On the 31st of January 1606, Guy Fawkes was taken from the Tower of London to the Garden of St Paul’s Cathedral, Westminster, where he was hung, drawn and quartered.
Guy Fawxe was born on the 13th of April 1570 and baptised on the 16th of April that years at Saint Michael-le-Belfrey, York. He was the only son of Edward Fawkes and Edith Blake. Edward was proctor of the ecclesiastical courts and advocate of the consistory court of the Archbishop of York. Guy’s paternal grandmother was the daughter of a merchant, one time mayor of York. When she died in 1575 she left Guy her ‘best whistle and an angel of Gold’.
Guy went to St Peter’s School in York, where possibly John and Christopher Wright, both conspirators of the Gunpowder Plot, were also educated. At St Peter’s, Guy was taught by John Pulleyn, who was a suspected Catholic. How much influence he may have had on Guy cannot be determined at this stage, but it is clear that Guy’s parents were staunch Protestants and brought their son up in that faith.
Edward Fawkes died intestate in 1579 and his property went to Guy.
Some time after 1585, Edith Fawkes married Dionis Baynbridge of Scotton, Yorkshire. Dionis was related to many great Catholic families and was a known recusant. and it would seem that Guy renounced his earlier faith and became a Catholic at this time.
As soon as he came of age and took possession of his inheritance, Guy made arrangements to lease the property and in 1593 left England for Flanders where he enlisted in the Spanish Army. In 1595, Guy was in the Spanish army that captured Calais and he was, according to one source, ‘sought by all the most distinguished in the archduke’s camp for nobility and virtue’.
The story of the Gunpowder Plot is too well known to be recounted here. Guy Fawkes was arrested at the proposed scene of the crime, and refused to divulge his co-conspirators until tortured on the rack.

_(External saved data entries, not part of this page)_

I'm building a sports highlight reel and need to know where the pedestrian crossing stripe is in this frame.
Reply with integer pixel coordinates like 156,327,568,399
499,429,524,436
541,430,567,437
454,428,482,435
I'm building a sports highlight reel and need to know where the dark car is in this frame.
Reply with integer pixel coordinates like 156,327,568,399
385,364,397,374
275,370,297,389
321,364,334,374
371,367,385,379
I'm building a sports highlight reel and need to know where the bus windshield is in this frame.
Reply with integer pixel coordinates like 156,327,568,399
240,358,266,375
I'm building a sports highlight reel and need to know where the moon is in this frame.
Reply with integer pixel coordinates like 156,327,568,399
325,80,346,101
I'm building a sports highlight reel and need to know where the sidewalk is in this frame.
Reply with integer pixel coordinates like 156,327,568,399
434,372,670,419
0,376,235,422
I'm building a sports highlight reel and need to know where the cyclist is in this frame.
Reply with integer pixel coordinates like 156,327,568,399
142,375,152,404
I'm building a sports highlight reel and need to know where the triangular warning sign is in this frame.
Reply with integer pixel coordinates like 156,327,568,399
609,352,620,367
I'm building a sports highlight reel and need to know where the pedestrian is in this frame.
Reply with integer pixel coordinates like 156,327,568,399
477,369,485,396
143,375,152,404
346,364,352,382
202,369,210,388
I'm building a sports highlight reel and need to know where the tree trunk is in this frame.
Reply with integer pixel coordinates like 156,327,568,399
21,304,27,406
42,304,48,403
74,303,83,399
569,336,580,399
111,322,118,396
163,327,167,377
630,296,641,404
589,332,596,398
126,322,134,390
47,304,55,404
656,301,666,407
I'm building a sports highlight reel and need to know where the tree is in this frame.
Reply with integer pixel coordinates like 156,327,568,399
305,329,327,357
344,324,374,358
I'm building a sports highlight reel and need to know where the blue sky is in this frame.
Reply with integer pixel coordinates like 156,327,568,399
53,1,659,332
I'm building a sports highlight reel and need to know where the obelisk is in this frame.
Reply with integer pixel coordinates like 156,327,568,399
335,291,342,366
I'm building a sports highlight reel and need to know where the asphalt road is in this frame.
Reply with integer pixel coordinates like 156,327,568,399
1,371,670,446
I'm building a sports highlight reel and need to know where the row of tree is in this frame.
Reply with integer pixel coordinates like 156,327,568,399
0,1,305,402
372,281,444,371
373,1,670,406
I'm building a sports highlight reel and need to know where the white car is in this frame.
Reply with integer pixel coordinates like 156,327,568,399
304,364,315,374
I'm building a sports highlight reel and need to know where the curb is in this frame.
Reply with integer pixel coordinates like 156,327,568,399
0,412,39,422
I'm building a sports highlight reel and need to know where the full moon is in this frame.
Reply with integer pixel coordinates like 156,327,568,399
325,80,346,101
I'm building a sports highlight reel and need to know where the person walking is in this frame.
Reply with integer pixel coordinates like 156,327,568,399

Recently some historians have argued that the conspiracy was really devised by Robert Cecil,who, it is claimed, blackmailed one of the conspirators into organising the plot. The idea was to make Catholics so hated that Cecil would have no problem in passing further laws restricting and passing Catholics. Certainly such laws were passed immediately following the plot.
James I adapted the existing custom of celebrating the accession of a monarch with nationwide bonfires by passing a law making the festivities an annual event on November the 5th.
It may be that in 1605 Guy Fawkes was seen as the ‘ultimate’ villain, however, times change and according to to Wiki, Guy Fawkes was ranked 30th in the 2002 list of the 100 Greatest Britons, sponsored by the BBC.